Excel files, particularly those with the .xlsx extension, can be read and manipulated in Python using libraries such as pandas and openpyxl. Here’s a guide on how to read Excel files and the key concepts associated with Excel documents.
• Workbook: An Excel file containing one or more sheets, saved with a .xlsx extension.
• Sheet (Worksheet): A single page within a workbook, containing data organized in rows and columns.
• Cell: The intersection of a row and a column, where individual data values are stored.
• Active Sheet: The currently viewed sheet or the last sheet viewed before closing Excel.
openpyxl is a library for reading and writing .xlsx files. It provides detailed control over the Excel file's contents.
If you haven't installed it yet:
pip install openpyxl
Here’s a step-by-step guide to reading an Excel file with openpyxl:
from openpyxl import load_workbook
# Load the workbook
wb = load_workbook('example.xlsx')
# Get the active sheet
sheet = wb.active
# Accessing cell values
print("Cell A1:", sheet['A1'].value)
# Iterating over rows
for row in sheet.iter_rows(values_only=True):
print(row)
• Loading Workbook: load_workbook('example.xlsx') loads the workbook from the file.
• Accessing Active Sheet: wb.active retrieves the currently active sheet.
• Accessing Cell Value: sheet['A1'].value gets the value from cell A1.
• Iterating Over Rows: sheet.iter_rows(values_only=True) iterates through rows, returning cell values as tuples.
from openpyxl import load_workbook
# Load the workbook
wb = load_workbook('example.xlsx')
# Get a specific sheet by name
sheet = wb['Sheet1']
# Get cell value
print("Cell A1:", sheet['A1'].value)
# Iterate over rows
for row in sheet.iter_rows(values_only=True):
print(row)
For older .xls files, you can use the xlrd library. Note that xlrd no longer supports .xlsx files as of version 2.0.1, so it's only suitable for .xls files.
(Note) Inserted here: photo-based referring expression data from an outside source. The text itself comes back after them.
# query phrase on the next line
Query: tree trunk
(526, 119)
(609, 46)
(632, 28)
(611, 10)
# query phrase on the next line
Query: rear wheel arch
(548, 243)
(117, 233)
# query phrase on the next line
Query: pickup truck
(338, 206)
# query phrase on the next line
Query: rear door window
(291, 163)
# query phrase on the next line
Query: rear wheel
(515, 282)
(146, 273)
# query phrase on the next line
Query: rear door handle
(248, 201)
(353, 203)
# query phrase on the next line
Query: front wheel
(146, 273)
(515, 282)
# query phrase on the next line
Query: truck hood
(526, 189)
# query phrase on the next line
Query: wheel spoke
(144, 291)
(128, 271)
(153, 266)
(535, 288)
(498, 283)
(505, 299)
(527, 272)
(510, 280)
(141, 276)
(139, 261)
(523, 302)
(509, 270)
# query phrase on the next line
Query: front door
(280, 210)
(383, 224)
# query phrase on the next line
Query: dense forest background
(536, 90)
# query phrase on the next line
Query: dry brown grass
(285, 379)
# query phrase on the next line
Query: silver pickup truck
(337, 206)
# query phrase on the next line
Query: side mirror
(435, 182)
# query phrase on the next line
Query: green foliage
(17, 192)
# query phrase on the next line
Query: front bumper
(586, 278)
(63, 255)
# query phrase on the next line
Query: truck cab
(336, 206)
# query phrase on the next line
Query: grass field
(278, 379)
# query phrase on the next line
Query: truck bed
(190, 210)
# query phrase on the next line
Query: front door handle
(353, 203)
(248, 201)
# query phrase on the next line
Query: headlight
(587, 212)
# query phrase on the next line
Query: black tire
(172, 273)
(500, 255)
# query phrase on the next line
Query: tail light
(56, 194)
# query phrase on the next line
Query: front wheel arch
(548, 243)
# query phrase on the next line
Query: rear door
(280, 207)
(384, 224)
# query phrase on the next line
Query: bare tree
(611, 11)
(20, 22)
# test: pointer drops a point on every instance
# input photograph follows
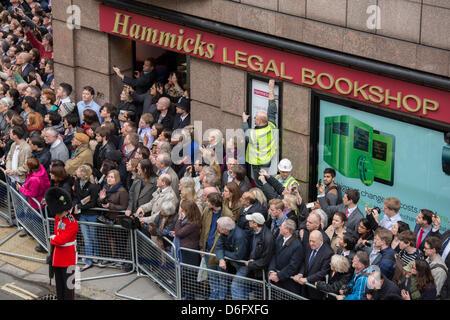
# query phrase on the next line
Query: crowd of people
(139, 159)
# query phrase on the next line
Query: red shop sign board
(367, 87)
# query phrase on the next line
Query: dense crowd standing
(119, 158)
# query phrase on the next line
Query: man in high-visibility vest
(274, 187)
(263, 139)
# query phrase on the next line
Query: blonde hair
(340, 263)
(259, 195)
(84, 172)
(291, 200)
(116, 175)
(188, 193)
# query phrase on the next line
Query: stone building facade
(413, 35)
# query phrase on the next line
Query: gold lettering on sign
(238, 57)
(124, 24)
(407, 106)
(308, 77)
(427, 102)
(388, 98)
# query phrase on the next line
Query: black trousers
(65, 289)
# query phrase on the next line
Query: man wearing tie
(349, 207)
(424, 227)
(316, 266)
(288, 257)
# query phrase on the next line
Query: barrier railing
(154, 263)
(277, 293)
(147, 259)
(27, 218)
(6, 211)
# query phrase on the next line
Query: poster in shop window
(259, 103)
(383, 157)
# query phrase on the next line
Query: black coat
(243, 222)
(143, 83)
(319, 268)
(335, 282)
(286, 261)
(180, 124)
(430, 234)
(387, 290)
(44, 156)
(263, 253)
(100, 153)
(89, 190)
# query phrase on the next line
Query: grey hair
(165, 147)
(226, 223)
(168, 208)
(7, 102)
(211, 180)
(289, 224)
(340, 263)
(187, 182)
(52, 131)
(166, 179)
(323, 218)
(164, 158)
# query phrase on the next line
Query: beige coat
(83, 155)
(24, 153)
(159, 197)
(334, 241)
(206, 226)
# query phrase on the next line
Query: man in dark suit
(143, 80)
(425, 220)
(287, 259)
(316, 265)
(313, 222)
(183, 116)
(23, 61)
(249, 205)
(445, 251)
(349, 207)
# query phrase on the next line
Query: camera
(346, 289)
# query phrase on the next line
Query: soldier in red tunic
(64, 250)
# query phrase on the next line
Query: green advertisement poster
(382, 157)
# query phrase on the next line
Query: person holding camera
(391, 207)
(349, 207)
(356, 288)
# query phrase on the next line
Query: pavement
(34, 275)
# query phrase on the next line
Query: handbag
(105, 220)
(130, 223)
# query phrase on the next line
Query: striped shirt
(408, 257)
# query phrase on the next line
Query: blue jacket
(358, 284)
(234, 246)
(387, 262)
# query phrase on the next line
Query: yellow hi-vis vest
(261, 146)
(289, 181)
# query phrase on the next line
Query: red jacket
(66, 230)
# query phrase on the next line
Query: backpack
(339, 193)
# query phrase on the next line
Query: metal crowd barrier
(155, 264)
(327, 294)
(277, 293)
(27, 218)
(117, 244)
(6, 211)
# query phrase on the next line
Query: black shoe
(40, 249)
(24, 234)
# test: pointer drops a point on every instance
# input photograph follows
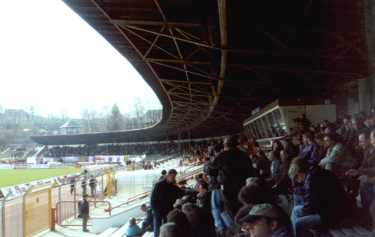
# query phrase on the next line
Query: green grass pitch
(18, 176)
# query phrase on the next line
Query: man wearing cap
(163, 196)
(84, 211)
(325, 202)
(266, 220)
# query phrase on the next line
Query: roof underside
(211, 62)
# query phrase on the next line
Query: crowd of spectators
(318, 178)
(125, 149)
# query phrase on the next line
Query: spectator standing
(93, 183)
(163, 196)
(148, 221)
(84, 212)
(133, 229)
(234, 167)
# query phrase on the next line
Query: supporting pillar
(364, 94)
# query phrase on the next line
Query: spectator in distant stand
(310, 149)
(275, 166)
(201, 222)
(84, 212)
(347, 132)
(359, 125)
(84, 186)
(204, 197)
(337, 158)
(163, 174)
(92, 183)
(163, 196)
(72, 185)
(133, 229)
(261, 164)
(148, 221)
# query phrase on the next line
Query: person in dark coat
(325, 202)
(84, 212)
(163, 196)
(92, 183)
(148, 221)
(234, 167)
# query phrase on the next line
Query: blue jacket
(133, 230)
(310, 152)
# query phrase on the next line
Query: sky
(51, 59)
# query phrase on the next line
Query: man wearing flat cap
(265, 220)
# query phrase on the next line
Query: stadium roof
(211, 62)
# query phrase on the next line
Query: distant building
(152, 116)
(70, 127)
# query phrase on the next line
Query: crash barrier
(62, 212)
(35, 202)
(31, 211)
(131, 207)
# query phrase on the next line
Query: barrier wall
(30, 213)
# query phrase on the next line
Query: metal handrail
(146, 194)
(76, 202)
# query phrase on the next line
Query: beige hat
(261, 210)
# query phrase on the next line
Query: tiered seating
(351, 232)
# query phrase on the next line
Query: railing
(61, 215)
(186, 176)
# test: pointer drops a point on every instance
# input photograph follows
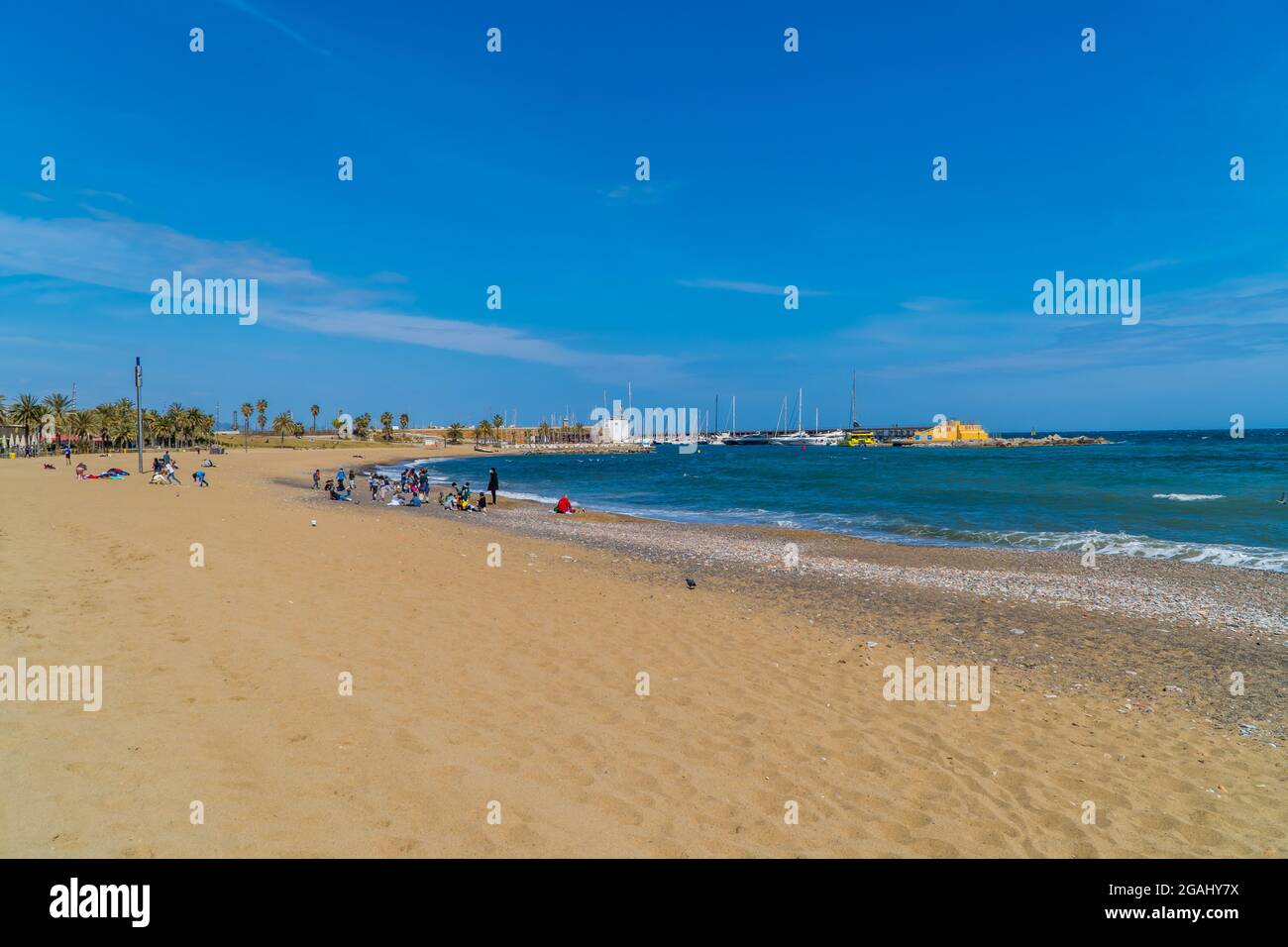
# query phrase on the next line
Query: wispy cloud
(244, 7)
(745, 286)
(114, 252)
(1151, 264)
(114, 195)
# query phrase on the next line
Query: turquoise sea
(1192, 495)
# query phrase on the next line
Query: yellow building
(952, 431)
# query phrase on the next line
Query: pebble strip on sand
(1163, 590)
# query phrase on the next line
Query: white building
(610, 431)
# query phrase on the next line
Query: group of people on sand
(165, 471)
(339, 487)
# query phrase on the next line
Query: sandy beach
(514, 688)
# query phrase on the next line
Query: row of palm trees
(56, 419)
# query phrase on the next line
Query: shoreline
(1159, 624)
(707, 518)
(519, 684)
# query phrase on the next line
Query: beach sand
(516, 684)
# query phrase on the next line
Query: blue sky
(516, 169)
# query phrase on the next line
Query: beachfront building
(952, 431)
(610, 431)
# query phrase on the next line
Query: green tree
(282, 424)
(26, 412)
(58, 406)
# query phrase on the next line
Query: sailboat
(855, 436)
(734, 440)
(800, 436)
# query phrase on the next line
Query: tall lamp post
(138, 407)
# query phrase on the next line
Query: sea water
(1199, 496)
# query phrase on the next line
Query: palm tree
(283, 423)
(80, 424)
(159, 427)
(26, 412)
(123, 427)
(58, 407)
(197, 423)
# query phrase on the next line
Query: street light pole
(138, 407)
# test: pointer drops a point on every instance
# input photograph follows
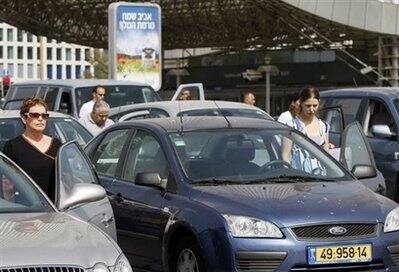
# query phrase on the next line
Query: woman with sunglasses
(34, 151)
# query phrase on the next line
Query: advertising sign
(134, 39)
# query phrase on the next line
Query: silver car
(72, 165)
(37, 236)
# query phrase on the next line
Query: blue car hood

If you need it for .xls files:
pip install xlrd
import xlrd
# Open the workbook
workbook = xlrd.open_workbook('example.xls')
# Get the first sheet
sheet = workbook.sheet_by_index(0)
# Accessing cell value
print("Cell A1:", sheet.cell_value(0, 0))
# Iterating over rows
for row_idx in range(sheet.nrows):
row = sheet.row_values(row_idx)
print(row)
• Opening Workbook: xlrd.open_workbook('example.xls') opens the .xls file.
• Getting Sheet: workbook.sheet_by_index(0) gets the first sheet (0-based index).
• Accessing Cell Value: sheet.cell_value(0, 0) gets the value from the cell at row 0, column 0 (A1).
• Iterating Over Rows: sheet.row_values(row_idx) gets the values of a specific row.